# Worried about Apt. Building Tow Trucks



## Pragmatic (Jan 4, 2017)

I wonder if anyone ever got towed for parking in the fire zone or a space reserved for residents during a delivery. Sometimes there are no space for parking other than the fire lane or a numbered parking space. There is a possibility of being towed while making a deliver in the Dallas/Fort Worth area because tow trucks sometime wait at hidden locations for such an opportunity. Apartments in the DFW area are known to have these predatory tow truck operators.

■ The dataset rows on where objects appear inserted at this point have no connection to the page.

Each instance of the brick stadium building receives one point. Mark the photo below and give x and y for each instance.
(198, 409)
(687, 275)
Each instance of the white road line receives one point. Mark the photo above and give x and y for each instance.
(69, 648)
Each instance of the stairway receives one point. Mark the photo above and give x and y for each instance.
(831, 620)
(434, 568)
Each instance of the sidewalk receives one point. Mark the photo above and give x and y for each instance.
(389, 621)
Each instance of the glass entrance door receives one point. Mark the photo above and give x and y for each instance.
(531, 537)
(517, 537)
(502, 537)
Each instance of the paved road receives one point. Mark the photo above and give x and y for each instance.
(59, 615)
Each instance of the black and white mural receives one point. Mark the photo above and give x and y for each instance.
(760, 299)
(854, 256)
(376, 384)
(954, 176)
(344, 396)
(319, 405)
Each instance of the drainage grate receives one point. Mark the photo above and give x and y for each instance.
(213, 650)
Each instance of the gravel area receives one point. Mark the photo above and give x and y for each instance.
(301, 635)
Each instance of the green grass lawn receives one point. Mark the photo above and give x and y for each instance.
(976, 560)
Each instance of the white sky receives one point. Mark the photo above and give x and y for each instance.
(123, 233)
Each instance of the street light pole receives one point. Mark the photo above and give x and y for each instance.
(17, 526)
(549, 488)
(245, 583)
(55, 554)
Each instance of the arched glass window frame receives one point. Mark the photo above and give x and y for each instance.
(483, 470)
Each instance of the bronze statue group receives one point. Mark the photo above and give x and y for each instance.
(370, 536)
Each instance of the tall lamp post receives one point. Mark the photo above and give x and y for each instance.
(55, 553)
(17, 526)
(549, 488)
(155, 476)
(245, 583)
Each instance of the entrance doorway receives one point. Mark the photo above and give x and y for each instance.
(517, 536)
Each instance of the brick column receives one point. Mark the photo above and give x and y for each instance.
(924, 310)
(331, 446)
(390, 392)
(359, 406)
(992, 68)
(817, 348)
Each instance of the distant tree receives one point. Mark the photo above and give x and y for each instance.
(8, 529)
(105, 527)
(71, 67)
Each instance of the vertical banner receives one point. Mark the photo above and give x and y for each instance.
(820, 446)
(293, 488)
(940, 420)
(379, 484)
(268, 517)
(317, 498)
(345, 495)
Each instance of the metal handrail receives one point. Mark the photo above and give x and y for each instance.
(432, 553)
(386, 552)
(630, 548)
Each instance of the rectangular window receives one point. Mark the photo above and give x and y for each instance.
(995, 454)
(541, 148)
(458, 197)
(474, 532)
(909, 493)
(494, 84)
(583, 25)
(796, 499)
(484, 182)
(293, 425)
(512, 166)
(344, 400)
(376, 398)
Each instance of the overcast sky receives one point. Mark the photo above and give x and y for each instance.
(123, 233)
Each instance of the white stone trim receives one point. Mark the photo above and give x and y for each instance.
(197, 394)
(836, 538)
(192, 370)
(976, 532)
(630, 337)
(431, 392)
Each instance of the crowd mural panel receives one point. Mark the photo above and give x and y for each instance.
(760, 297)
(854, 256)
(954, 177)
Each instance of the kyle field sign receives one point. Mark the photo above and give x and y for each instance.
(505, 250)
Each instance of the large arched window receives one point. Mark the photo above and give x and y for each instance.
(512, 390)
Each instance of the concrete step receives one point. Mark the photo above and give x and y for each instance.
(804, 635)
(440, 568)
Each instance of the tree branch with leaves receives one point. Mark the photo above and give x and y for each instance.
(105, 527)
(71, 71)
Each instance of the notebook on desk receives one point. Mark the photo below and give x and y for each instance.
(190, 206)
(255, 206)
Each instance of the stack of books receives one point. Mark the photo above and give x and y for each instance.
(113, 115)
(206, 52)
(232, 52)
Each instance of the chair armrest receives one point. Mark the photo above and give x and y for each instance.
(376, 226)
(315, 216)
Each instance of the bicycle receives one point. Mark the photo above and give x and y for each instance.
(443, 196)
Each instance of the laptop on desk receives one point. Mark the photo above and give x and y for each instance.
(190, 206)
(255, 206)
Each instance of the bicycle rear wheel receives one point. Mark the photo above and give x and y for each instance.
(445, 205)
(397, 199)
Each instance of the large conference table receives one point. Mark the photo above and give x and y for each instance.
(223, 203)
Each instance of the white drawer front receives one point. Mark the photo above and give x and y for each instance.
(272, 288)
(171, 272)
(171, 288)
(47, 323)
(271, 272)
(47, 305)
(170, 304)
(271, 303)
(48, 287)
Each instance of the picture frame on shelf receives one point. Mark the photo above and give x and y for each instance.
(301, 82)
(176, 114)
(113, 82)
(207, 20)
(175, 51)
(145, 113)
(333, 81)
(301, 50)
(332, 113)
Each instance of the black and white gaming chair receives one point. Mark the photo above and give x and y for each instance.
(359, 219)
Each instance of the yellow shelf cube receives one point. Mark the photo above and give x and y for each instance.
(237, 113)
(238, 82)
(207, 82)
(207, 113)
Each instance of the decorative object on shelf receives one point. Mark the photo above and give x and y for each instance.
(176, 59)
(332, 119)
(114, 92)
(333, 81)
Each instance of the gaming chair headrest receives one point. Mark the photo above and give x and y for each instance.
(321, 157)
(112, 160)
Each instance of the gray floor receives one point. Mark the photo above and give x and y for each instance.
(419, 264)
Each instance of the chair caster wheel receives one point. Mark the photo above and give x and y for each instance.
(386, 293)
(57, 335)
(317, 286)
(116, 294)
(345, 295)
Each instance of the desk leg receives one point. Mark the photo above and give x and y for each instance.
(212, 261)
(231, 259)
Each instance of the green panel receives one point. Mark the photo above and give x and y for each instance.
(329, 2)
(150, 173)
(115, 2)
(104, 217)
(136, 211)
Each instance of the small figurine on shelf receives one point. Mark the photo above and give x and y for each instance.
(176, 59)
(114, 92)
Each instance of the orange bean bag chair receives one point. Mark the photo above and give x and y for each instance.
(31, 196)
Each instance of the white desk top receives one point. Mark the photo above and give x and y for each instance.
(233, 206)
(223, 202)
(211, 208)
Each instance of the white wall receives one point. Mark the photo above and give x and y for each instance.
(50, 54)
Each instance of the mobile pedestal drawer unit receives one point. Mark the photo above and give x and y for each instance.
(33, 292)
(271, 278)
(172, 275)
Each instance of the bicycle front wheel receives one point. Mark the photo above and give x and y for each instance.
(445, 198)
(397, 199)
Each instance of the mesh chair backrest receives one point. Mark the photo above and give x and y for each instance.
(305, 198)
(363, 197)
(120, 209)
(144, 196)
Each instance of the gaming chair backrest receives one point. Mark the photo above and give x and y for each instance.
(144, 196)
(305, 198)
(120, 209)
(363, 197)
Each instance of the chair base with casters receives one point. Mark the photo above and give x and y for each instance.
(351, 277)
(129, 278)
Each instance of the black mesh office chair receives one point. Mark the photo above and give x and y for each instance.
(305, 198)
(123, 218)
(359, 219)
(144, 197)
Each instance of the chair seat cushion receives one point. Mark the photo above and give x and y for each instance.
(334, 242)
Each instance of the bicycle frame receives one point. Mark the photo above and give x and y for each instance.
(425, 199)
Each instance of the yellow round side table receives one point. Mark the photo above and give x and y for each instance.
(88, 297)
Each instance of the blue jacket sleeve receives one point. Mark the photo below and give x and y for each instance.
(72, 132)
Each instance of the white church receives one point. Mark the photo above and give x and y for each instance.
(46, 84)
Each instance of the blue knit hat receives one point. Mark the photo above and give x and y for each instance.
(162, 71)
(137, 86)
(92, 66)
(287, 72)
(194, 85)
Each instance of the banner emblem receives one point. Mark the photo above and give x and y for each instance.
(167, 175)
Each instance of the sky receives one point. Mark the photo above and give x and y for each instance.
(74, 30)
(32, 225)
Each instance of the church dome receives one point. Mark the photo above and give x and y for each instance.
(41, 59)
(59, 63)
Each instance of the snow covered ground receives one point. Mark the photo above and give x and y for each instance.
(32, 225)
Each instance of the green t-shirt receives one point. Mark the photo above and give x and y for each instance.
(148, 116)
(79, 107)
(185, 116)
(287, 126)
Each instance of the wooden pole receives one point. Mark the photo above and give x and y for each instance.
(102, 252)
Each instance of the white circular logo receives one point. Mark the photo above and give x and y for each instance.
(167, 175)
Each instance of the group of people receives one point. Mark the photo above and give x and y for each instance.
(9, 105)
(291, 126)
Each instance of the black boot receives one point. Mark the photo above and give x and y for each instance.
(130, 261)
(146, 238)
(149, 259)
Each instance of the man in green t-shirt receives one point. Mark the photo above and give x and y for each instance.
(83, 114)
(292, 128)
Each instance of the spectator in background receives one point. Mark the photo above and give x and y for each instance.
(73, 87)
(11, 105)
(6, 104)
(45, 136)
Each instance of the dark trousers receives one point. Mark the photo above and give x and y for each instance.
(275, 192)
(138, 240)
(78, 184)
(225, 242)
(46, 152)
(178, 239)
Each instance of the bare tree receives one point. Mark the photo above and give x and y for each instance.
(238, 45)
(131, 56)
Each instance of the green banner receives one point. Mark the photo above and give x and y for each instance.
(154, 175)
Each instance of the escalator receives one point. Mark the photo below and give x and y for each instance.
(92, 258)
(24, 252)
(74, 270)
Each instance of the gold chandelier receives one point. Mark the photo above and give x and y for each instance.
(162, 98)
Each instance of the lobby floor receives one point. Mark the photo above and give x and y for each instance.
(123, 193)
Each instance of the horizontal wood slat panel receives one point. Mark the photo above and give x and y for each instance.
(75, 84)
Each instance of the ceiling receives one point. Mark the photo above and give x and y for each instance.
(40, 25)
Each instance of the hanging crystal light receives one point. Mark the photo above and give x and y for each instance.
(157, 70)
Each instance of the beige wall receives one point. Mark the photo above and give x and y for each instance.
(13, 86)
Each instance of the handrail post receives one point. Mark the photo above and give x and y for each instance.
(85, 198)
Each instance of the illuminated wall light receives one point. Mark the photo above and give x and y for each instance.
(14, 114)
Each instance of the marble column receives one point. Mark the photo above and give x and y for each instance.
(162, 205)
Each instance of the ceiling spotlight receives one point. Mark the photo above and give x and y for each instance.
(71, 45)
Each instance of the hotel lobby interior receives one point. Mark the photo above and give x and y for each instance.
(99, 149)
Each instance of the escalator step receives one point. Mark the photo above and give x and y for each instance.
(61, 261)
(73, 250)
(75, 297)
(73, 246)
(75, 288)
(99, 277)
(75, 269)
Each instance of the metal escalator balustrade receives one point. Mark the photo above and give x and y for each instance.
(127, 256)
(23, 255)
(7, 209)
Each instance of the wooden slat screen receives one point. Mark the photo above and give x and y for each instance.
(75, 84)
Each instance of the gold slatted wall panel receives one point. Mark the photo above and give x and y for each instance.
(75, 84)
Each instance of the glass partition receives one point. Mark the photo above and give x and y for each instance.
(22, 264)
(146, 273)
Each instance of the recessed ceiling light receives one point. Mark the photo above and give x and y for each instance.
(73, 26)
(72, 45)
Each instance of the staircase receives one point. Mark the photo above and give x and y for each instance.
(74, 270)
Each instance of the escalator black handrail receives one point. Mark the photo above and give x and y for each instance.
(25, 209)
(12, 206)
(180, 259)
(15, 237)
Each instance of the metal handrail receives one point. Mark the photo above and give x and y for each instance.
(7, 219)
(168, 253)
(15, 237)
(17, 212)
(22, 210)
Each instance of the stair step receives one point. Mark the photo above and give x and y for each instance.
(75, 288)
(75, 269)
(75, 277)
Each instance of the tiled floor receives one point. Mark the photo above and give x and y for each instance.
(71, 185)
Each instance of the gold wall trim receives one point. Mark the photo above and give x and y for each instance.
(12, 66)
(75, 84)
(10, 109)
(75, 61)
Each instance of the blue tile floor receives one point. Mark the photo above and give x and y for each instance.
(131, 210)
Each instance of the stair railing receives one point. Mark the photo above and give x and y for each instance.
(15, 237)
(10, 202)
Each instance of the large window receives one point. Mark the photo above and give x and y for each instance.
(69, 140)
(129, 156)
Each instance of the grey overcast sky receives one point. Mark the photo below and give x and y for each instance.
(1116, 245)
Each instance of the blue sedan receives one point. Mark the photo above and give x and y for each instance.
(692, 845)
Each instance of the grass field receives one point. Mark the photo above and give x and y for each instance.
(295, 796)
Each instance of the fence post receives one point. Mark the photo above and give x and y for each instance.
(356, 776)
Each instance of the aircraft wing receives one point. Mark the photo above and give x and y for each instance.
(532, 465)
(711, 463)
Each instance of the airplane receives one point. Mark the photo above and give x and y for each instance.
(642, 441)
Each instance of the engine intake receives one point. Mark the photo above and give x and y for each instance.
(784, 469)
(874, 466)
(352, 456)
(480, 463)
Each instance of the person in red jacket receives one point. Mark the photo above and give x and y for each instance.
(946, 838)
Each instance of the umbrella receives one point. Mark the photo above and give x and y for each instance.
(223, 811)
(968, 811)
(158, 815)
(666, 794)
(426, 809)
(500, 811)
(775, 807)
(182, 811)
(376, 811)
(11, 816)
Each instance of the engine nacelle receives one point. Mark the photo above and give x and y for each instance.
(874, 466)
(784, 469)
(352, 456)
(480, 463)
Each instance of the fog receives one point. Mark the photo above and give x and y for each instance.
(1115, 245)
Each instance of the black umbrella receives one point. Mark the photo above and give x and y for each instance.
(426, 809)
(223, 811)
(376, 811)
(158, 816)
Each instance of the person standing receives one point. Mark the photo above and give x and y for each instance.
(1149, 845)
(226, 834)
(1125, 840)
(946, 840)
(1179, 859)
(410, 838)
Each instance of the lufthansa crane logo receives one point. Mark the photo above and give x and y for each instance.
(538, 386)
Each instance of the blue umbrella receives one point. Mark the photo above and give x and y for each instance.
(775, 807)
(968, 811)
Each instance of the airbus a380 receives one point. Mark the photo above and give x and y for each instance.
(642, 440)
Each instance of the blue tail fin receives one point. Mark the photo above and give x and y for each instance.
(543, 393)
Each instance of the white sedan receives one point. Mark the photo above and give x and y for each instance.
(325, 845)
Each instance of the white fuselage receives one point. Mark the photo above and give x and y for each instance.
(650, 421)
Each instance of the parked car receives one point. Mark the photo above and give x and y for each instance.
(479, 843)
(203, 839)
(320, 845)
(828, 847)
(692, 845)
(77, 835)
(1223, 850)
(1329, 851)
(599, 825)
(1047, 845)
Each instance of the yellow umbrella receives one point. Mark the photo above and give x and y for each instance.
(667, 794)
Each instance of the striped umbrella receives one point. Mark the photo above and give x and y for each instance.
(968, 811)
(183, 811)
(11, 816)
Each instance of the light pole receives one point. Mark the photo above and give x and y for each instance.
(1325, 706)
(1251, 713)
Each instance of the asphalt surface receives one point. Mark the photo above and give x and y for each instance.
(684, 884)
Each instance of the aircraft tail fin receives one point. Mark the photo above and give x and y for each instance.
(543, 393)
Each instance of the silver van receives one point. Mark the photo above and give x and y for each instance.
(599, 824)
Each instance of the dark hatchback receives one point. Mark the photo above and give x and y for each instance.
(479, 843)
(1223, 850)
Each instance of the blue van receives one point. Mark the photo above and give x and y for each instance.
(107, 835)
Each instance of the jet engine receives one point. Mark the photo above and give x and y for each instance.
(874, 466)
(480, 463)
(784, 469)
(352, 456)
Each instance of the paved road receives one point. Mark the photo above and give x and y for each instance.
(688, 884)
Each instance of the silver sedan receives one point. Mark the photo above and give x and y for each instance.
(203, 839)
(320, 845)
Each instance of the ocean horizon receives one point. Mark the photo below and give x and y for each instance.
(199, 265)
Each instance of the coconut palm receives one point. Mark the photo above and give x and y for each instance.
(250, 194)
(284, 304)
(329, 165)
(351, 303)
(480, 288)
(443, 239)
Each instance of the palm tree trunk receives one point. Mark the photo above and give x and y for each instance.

Is there something that AMAZON can provide for drivers to put on the vehicle's window indicating that a delivery is in progress?


----------



## oicu812 (Aug 29, 2016)

Print a sign out that says delivery. Put it on your dash and cover up your vin.


----------



## Shangsta (Aug 15, 2016)

I would never park in a fire lane that is asking for a fat ticket but I park in parking spaces all the time. Usually you can find a visitor spot since you are delivering during the day but if not again unless its past 5 pm you should have no issue finding a spot for 2 minutes.


----------



## FlexDriver (Dec 5, 2015)

https://www.amazon.com/dp/B01N5JJHP9/?tag=ubne0c-20
OR
https://www.amazon.com/dp/B01JF5ZQWM/?tag=ubne0c-20


----------



## LLXC (Nov 22, 2016)

Would an "in delivery" magnet/sticker even help though?


----------



## SomeChick82 (Aug 27, 2015)

I will ALWAYS walk further than risk a ticket. Sometimes this means a few blocks over if you're downtown. Or the leasing office at a multi-building apartment complex.


----------



## Pragmatic (Jan 4, 2017)

I have seen "handicap placard holders" on eBay. It seem a bit pricy for just a plastic sleeve. Does anyone know if these things usually come with a "replica" in the holder?


----------